Lastly, users can use the statistics with the defined policy to generate the compaction parameters and use these parameters to trigger a compaction job based on the defined job templates.

Statistics system

The statistics system is a new component for the statistics store and retrieval. You can define and store the table/partition level statistics in Gravitino, and also fetch them through Gravitino for different purposes.

For the details of how we design this component, please see #7268. For instructions on using the statistics system, refer to the documentation here.

Policy system

The policy system enables you to define action rules in Gravitino, like compaction rules or TTL rules. The defined policy can be associated with the metadata, which means these rules will be enforced on the dedicated metadata. Users can leverage these enforced polices to decide how to trigger an action on the dedicated metadata.

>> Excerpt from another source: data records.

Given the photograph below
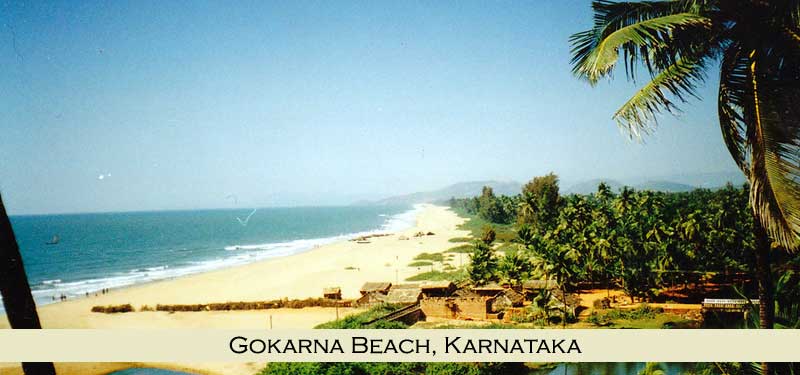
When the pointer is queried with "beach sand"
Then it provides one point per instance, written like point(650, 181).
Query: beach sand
point(345, 264)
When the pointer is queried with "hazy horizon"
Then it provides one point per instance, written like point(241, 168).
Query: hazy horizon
point(158, 106)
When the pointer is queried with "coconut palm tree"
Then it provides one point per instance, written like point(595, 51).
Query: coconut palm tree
point(17, 298)
point(754, 46)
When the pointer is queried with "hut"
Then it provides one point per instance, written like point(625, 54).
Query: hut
point(403, 294)
point(332, 293)
point(488, 290)
point(469, 308)
point(375, 287)
point(506, 299)
point(373, 293)
point(438, 288)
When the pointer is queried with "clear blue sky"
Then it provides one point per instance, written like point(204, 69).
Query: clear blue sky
point(303, 103)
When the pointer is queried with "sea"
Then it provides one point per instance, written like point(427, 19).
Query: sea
point(112, 250)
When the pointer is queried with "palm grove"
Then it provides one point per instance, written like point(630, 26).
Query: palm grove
point(641, 241)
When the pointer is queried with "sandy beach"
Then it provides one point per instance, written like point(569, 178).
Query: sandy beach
point(345, 264)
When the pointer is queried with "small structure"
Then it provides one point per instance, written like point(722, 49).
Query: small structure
point(373, 293)
point(403, 294)
point(488, 290)
point(469, 308)
point(438, 288)
point(506, 299)
point(375, 287)
point(332, 293)
point(727, 305)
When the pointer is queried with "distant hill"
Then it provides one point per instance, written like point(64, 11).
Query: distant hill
point(667, 186)
point(676, 183)
point(459, 190)
point(590, 187)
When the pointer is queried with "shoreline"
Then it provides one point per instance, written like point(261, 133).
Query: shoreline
point(236, 255)
point(346, 264)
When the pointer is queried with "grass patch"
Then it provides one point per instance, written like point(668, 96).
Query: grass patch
point(434, 257)
point(461, 239)
point(455, 276)
point(357, 321)
point(643, 317)
point(463, 249)
point(476, 224)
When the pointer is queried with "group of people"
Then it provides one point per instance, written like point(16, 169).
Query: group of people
point(63, 297)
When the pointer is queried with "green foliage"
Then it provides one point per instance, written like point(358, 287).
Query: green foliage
point(515, 267)
point(465, 248)
point(678, 44)
point(642, 241)
point(433, 257)
point(410, 368)
point(488, 236)
point(483, 264)
point(608, 317)
point(539, 202)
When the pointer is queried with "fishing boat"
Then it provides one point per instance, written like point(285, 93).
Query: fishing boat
point(53, 241)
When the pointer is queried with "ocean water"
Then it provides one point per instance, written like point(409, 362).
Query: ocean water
point(112, 250)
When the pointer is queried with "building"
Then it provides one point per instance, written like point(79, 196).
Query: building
point(469, 308)
point(375, 287)
point(438, 288)
point(403, 294)
point(332, 293)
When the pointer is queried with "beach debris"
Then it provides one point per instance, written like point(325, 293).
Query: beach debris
point(246, 220)
point(112, 309)
point(366, 237)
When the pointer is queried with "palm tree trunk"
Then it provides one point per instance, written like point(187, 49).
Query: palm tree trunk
point(766, 304)
point(16, 293)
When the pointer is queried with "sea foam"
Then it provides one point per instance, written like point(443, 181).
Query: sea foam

Please refer to the policy system documentation to know how to use it. For more information on the policy system's implementation details, please refer to #7139.

Job system

The job system is another feature that allows you to submit and run jobs through Gravitino. Users can register a job template, then trigger a job based on the specific job template. Gravitino will help submit the job to the dedicated job executor, such as Apache Airflow. Gravitino can manage the job lifecycle and save the job status in it. With the job system, users can run a self-defined job to accomplish a metadata-driven action system.

In version 1.0.0, we have an initial version to support running the jobs as a local process. If you want to know more about the design details, you can follow issue #7154. Also, a user-facing documentation can be found here.

The whole metadata-driven action system is still in an alpha phase for version 1.0.0. The community will continue to evolve the code and take the Iceberg table maintenance as a reference implementation in the next version. Please stay tuned.

Agent-ready through the MCP server

MCP is a powerful protocol to bridge the gap between human languages and machine interfaces. With MCP, users can communicate with the LLM using natural language, and the LLM can understand the context and invoke the appropriate tools.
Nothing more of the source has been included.